それが役立つ場合、これらのファイルも 5 ~ 10 GB であるため、小さくはありません。助けていただければ幸いです。ありがとう。
python - ディレクトリ全体で Biopython SeqIO.convert を使用する
Windows で Biopython スクリプトを使用して fastq から fasta に変換したいメタゲノム シーケンス データを含む 51 個のファイルがあります。モジュール SeqIO.convert は、個別に指定されたファイルを簡単に変換しますが、ディレクトリ全体を変換する方法がわかりません。個別に行うのはそれほど多くのファイルではありませんが、私は学ぼうとしています。
私はBiopythonを初めて使用するので、私の無知を許してください。この会話は役に立ちましたが、まだディレクトリを fastq から fasta に変換できません。
実行しようとしているコードは次のとおりです。
bioinformatics - fastq ファイルをソートし、配列の長さを 15 ~ 17 bp に保つ
cutadapt を使用してトランスポゾンの末端配列を切り取る非常に大きな fastq ファイルがいくつかあります。
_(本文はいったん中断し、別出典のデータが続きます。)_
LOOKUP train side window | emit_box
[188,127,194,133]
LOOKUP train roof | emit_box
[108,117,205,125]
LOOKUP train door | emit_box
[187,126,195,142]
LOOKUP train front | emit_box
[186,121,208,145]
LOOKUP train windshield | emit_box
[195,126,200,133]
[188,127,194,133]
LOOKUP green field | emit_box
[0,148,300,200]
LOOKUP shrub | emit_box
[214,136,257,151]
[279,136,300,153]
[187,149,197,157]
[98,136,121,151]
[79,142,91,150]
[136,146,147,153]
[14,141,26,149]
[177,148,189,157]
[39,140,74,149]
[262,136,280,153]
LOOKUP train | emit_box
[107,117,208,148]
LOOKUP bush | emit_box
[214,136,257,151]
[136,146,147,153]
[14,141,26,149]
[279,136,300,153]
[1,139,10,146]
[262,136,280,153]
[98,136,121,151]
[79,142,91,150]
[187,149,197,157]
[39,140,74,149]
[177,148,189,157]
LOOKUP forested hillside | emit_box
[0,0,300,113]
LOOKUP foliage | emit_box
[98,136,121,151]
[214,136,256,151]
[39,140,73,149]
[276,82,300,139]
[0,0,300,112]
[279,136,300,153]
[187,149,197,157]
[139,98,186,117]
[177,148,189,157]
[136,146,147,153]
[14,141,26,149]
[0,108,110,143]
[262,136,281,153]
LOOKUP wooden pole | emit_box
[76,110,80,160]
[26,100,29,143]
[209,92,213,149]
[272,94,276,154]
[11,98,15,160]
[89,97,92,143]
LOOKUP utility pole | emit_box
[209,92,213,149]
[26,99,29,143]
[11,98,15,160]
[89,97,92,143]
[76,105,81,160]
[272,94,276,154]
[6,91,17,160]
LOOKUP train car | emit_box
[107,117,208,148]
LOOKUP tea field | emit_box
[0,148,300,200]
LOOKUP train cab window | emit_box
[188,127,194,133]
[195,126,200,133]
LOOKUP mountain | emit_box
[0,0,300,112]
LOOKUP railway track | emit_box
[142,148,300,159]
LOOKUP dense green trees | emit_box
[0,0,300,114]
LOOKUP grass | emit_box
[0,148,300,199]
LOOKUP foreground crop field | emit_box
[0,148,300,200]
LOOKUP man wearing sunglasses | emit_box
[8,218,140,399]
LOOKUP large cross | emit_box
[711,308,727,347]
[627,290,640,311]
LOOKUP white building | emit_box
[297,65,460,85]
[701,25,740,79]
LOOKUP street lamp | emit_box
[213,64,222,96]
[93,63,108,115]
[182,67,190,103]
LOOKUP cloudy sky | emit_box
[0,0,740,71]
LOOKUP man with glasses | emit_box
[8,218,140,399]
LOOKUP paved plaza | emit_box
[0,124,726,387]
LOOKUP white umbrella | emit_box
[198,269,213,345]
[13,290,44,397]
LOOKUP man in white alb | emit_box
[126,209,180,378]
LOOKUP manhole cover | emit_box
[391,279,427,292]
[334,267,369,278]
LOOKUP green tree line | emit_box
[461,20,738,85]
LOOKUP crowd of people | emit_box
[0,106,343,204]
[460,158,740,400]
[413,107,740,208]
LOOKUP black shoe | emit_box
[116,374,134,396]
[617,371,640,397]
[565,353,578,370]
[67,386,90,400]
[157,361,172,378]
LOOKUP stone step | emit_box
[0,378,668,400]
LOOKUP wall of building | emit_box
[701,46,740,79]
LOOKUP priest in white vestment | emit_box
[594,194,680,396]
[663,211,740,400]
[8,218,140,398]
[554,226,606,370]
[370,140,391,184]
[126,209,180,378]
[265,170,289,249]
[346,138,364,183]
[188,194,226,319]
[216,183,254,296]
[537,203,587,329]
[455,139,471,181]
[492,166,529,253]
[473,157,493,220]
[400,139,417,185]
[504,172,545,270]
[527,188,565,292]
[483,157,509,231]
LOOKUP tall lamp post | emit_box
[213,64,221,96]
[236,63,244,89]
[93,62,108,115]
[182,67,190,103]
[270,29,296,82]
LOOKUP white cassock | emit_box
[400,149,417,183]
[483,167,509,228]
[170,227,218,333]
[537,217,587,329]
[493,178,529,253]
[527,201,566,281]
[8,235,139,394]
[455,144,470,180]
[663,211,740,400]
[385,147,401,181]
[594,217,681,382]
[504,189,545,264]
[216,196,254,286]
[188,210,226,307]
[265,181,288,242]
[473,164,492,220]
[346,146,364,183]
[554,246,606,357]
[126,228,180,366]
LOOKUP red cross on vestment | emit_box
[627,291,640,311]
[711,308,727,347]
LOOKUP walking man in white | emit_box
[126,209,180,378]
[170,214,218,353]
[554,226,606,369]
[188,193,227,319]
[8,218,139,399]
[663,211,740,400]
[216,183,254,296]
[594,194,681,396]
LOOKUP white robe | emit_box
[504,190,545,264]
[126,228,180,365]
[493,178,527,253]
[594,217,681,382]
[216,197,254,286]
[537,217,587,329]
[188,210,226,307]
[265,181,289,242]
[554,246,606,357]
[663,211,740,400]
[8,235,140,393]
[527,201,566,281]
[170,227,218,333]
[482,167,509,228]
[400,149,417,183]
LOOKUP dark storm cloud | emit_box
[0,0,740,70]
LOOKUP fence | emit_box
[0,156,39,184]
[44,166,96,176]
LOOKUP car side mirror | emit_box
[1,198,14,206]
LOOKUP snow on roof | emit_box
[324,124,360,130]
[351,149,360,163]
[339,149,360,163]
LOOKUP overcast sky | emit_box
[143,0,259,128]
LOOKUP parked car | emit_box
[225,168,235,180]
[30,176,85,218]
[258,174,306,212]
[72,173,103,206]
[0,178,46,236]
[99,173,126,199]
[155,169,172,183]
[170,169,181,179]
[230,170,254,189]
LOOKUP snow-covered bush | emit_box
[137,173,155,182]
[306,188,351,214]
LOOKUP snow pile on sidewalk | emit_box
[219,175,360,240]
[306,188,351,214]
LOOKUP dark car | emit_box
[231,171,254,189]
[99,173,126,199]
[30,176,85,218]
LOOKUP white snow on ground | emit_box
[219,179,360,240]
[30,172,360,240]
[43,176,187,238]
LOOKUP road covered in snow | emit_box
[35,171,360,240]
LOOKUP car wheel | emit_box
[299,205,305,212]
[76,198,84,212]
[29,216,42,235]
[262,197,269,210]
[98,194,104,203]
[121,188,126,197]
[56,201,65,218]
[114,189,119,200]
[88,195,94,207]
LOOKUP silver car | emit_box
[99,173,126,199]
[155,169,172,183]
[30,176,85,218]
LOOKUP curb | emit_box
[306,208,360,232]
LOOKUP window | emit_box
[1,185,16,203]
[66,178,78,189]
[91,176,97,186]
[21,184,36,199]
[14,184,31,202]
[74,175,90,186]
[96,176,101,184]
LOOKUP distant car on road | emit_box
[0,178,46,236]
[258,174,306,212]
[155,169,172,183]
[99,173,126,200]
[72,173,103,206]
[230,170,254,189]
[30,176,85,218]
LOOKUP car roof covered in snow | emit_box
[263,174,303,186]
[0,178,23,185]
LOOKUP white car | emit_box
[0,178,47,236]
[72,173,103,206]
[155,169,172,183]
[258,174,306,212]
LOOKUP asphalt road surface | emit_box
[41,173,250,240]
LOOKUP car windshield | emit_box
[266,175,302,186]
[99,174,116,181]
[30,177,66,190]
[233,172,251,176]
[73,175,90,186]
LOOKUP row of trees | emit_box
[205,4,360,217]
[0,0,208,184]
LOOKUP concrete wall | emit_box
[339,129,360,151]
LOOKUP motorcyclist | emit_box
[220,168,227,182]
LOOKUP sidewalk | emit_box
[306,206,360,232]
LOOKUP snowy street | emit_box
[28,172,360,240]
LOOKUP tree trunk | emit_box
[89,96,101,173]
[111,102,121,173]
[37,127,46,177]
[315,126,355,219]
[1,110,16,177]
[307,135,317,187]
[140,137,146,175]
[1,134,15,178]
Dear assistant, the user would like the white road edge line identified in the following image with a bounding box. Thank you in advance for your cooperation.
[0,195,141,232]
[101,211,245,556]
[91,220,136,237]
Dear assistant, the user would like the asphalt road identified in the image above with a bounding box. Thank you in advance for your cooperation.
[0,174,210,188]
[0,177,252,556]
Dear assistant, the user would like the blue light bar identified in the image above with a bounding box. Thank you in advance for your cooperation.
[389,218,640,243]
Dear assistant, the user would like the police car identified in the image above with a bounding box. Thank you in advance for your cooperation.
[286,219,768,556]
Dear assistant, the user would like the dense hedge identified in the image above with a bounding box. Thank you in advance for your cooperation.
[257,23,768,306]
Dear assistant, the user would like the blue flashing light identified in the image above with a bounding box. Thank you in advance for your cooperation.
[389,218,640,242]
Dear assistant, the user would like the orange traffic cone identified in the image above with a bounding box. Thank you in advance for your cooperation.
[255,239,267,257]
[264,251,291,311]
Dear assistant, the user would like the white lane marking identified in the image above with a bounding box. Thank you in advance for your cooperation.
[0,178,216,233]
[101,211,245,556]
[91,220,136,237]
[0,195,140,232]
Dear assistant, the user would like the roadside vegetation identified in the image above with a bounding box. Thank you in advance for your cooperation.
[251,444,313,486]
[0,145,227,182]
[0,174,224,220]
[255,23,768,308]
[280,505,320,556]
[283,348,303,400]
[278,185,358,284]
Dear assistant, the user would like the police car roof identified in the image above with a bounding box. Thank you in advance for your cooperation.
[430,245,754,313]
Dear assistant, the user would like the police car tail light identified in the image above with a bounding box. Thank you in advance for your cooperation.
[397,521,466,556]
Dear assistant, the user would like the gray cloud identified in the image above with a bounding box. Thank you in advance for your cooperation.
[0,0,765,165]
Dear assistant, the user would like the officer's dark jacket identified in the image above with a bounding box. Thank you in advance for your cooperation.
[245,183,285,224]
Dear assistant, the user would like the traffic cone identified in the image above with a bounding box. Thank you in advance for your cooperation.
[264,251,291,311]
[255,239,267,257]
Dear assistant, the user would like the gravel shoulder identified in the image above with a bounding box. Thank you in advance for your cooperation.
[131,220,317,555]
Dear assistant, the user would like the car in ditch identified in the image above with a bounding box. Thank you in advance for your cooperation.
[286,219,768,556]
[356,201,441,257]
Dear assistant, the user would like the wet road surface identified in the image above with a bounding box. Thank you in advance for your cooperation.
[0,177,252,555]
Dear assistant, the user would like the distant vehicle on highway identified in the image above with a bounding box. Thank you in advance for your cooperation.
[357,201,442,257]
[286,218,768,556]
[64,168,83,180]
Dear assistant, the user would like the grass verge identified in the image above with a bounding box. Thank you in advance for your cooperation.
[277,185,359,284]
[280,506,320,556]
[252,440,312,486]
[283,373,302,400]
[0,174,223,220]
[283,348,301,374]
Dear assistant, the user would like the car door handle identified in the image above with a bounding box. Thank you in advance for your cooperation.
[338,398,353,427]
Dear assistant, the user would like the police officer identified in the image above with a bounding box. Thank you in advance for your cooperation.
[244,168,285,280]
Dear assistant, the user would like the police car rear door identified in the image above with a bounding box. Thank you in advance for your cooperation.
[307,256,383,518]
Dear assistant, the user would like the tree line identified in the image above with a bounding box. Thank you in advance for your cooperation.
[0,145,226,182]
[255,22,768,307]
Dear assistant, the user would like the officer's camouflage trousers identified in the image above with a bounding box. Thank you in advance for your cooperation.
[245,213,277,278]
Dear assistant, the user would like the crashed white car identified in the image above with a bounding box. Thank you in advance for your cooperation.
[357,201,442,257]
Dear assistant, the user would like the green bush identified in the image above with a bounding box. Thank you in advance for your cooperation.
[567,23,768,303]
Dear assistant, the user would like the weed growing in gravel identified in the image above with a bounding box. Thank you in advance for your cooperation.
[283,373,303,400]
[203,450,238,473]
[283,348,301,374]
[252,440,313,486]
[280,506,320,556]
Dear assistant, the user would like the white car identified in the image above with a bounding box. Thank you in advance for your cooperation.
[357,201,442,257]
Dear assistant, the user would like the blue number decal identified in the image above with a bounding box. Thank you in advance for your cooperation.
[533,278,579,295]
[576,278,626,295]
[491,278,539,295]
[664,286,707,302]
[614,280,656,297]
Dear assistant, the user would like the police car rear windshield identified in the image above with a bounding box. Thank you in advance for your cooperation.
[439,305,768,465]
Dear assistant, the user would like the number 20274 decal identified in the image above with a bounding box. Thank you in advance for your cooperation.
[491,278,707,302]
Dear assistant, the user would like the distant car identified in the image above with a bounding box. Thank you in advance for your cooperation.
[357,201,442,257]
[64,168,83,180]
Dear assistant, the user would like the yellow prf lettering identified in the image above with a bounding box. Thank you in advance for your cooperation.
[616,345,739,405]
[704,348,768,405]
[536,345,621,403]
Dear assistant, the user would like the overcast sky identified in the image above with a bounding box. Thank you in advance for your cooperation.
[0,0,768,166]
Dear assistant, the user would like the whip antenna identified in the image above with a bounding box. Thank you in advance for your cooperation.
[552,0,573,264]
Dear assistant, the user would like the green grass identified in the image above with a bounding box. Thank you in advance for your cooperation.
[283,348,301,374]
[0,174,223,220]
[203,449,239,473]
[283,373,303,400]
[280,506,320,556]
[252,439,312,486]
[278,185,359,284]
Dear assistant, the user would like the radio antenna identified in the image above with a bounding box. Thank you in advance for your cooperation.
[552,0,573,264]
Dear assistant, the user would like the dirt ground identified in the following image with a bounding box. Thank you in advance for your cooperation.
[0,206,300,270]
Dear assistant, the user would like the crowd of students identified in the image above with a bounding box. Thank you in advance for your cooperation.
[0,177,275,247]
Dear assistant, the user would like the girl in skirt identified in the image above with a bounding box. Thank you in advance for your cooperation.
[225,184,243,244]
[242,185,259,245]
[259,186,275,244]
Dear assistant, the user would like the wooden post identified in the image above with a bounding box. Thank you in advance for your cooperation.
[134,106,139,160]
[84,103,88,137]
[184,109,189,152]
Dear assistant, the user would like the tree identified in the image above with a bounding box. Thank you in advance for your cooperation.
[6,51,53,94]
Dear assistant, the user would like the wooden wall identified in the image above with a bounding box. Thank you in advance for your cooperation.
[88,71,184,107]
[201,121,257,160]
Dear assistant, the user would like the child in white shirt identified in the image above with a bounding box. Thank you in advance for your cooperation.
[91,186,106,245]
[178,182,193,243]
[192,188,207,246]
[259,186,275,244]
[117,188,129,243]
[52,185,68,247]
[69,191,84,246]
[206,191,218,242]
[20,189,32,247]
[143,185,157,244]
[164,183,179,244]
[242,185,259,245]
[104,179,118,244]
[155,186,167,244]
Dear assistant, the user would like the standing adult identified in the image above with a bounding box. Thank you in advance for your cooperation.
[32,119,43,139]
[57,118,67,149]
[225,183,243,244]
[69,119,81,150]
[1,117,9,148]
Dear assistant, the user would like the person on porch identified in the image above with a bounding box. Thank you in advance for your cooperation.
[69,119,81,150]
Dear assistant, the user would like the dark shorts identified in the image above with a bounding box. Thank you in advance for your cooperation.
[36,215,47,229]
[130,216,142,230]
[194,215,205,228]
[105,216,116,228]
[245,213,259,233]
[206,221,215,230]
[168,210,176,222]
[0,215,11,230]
これにより、15 ~ 17 塩基対のゲノム DNA が残るはずです。cutadapt を使用した後、fastq ファイルの大部分は 15 ~ 17 塩基対ですが、一部の配列はかなり長くなります (それらにはトランスポゾン末端配列がなく、私の実験ではガベージ リードであることを示しています)。
私の質問: これらの fastq ファイルを並べ替えて、通常の fastq 形式を保持しながら、15 ~ 17 塩基対の長さの読み取りのみを含む新しい fastq を出力するために、Linux で使用できるコマンドまたはスクリプトはありますか?
参考までに、fastq 形式は次のようになります。
ここで同様の質問を見つけましたが、正しい解決策が見つからなかったようです。誰にも解決策はありますか?